ClinSeekAgent
A UC Santa Cruz research system that tests whether AI models make better clinical decisions when they actively search patient records, medical images, and external knowledge versus reading a curated summary.
ClinSeekAgent is a research system from UC Santa Cruz that tests whether AI models can reason about clinical cases better when they actively search for evidence on their own, compared to being handed pre-selected information. The core question it addresses: does giving an AI model access to raw patient records, medical image tools, and external knowledge sources help it make better clinical decisions than reading a curated summary?
The system works by placing a host AI model inside an agent loop. The paper evaluates models including Claude, Qwen, and others. The agent has access to three types of tools: one for querying patient-level electronic health record tables, one for searching external medical knowledge via a browser, and one for analyzing chest X-ray images. The model can call these tools in sequence to gather evidence before producing an answer, much like a clinician consulting different sources before making a diagnosis.

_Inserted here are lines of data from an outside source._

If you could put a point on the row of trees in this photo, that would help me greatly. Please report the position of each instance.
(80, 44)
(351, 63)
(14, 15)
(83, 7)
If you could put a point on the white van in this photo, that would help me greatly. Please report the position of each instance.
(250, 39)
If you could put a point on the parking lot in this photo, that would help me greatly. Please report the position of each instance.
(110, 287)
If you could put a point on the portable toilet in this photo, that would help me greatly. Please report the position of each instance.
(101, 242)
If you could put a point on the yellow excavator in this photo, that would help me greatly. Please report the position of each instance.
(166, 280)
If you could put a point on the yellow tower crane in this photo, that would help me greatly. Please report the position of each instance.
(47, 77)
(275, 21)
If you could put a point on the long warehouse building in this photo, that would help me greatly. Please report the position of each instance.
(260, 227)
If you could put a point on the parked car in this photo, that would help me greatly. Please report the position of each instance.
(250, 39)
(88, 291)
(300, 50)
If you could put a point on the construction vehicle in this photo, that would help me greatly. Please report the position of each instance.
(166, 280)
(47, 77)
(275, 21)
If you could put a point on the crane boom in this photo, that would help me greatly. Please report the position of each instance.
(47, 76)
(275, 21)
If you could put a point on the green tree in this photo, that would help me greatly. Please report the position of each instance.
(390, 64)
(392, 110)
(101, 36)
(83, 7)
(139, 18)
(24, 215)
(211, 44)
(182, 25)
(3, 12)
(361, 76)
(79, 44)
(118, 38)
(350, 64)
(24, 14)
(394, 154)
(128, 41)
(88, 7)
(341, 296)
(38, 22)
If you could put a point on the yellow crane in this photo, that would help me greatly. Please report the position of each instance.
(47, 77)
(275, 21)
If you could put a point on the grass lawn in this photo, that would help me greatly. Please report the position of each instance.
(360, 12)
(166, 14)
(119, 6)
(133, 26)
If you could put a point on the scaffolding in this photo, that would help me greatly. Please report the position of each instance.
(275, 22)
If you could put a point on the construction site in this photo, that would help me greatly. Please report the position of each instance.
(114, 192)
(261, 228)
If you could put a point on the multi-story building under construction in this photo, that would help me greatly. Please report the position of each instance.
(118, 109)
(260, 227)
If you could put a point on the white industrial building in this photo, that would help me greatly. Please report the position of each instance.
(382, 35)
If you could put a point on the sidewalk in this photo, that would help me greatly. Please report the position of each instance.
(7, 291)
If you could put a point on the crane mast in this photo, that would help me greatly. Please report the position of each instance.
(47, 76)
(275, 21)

Results from the paper show that active evidence-seeking often outperforms the curated baseline. On text-only EHR tasks, most evaluated models improve when given raw access instead of pre-selected snippets. The gap is larger for multimodal tasks involving imaging: one model gained over 34 percentage points on a specific reasoning category when allowed to actively query images rather than receiving them pre-processed.
The repository also includes a recipe for training a smaller student model on the trajectories generated by the larger agent system. The resulting model (ClinSeek-35B-A3B) reaches performance close to its teacher on an external benchmark while being significantly smaller than the largest closed-source models it was compared against.
The codebase is split into four separate roles (agent driver, EHR server, image server, training) each with its own dependencies, because the image and training components require GPU hardware and specific library versions. Patient data is not included in the repository; it must be obtained separately from credentialed sources such as the MIMIC dataset.
Where it fits
- Evaluate whether an AI model performs better when it actively queries raw patient records versus reading a pre-selected summary for a clinical question.
- Analyze chest X-ray images as part of an AI-driven clinical reasoning pipeline that calls imaging tools on demand.
- Train a smaller student model on clinical reasoning trajectories generated by the larger agent system.
- Benchmark clinical AI models across text-only EHR tasks and multimodal medical imaging tasks.